‘Not a schmooze sell’: Pricey publisher subscriptions require a special sales approach
As it becomes harder for publishers to grow digital ad revenue, they’re looking for money from high-end subscriptions costing not a few hundred dollars a year, but $5,000 or more for specialized news and information. Publishers from stalwarts like The Wall Street Journal to digital natives Business Insider, The Information and upstart Axios are betting they can wring as much as $10,000 out of subscribers.
“The thing is, if you’re going to sell subscriptions for $10,000, it has to be significantly different from what you’re doing today,” said Bobby Moran, vp of business development and strategy at Politico Pro, whose annual subscriptions for D.C. insiders start at $5,000 a year. “You have to recognize it’s not going to work out right away. And don’t hire within the industry.”
That last part may be a hard one for publishers to swallow, but those who have been at this a while say selling such services requires a special skill set that may be utterly foreign to people used to selling media. In addition to the high price, it’s a product that the consumer may be unfamiliar with and may not think they need. As a result, the selling process can take multiple meetings and conversations over as long as six months.
Over at Atlantic Media, National Journal adopted the selling approach honed by the Advisory Board, the consulting firm founded by Atlantic Media owner David Bradley. National Journal transitioned to a members-only operation in 2015 and charges $5,000 to $50,000 a year, depending on the size of the organization, for specialized research, tools and networking events for D.C. insiders.
Kevin Turpin, the president of National Journal, said the formula is to hire people who know the product well, almost akin to a researcher, know the market they’re selling to, and are relatable — which typically is a recent college grad without sales experience.
“It’s not a schmooze sell,” he said. In the ideal scenario, he said, “The prospect can look across the table and — and this is something David would say — see their kids in that person.”
Politico borrowed heavily from that model when it hired what it calls sellers for Politico Pro. Moran himself came from the Advisory Board. Back in 2010 when Politico Pro was launched, he said, people thought they could do the selling over the phone. Over time, they realized that not only were in-person meetings a more efficient way to talk to multiple prospects at once, but they led to a higher conversion rate and more money spent.
Now, account execs make sure they know as much as they can before a meeting about the people who will be in the room, what services they already use and how satisfied they are with them. Pro account execs also get put through training twice a year, where they get feedback directly from subscribers.
The payoff can be worth it, though. Politico Pro found that people were twice as likely to renew their subscriptions when they were contacted four rather than two times a year to check on their service and that if a customer subscribed for two years, the chances of them renewing were around 95 percent. So Pro’s account management team follows up on average four times a year. Last year, Moran said, it grew subscriptions 25 percent and revenue, 35 percent.
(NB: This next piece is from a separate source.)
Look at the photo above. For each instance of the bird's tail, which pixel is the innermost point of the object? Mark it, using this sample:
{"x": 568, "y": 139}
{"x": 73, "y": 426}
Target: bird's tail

“It’s not a transactional sale,” Moran said. “Sometimes it’s a week; sometimes it’s several months.”
The tough part of this is also that selling this way isn’t cheap. Selling $12 magazine subs aren’t as lucrative, but they’re relatively cheap to sell because the process can be automated. Having human sellers cuts into profit margins. It costs money to make money.
Companies solve for this different ways. The Politico Pro model favors people with experience, but hires fewer of them. National Journal tends to hire people close to or at entry level, which lets it train people in it (and keeps costs lower). “We’re confident that this approach is working for us, as it allows us to groom and grow our staff according to these very specialized needs,” Turpin said.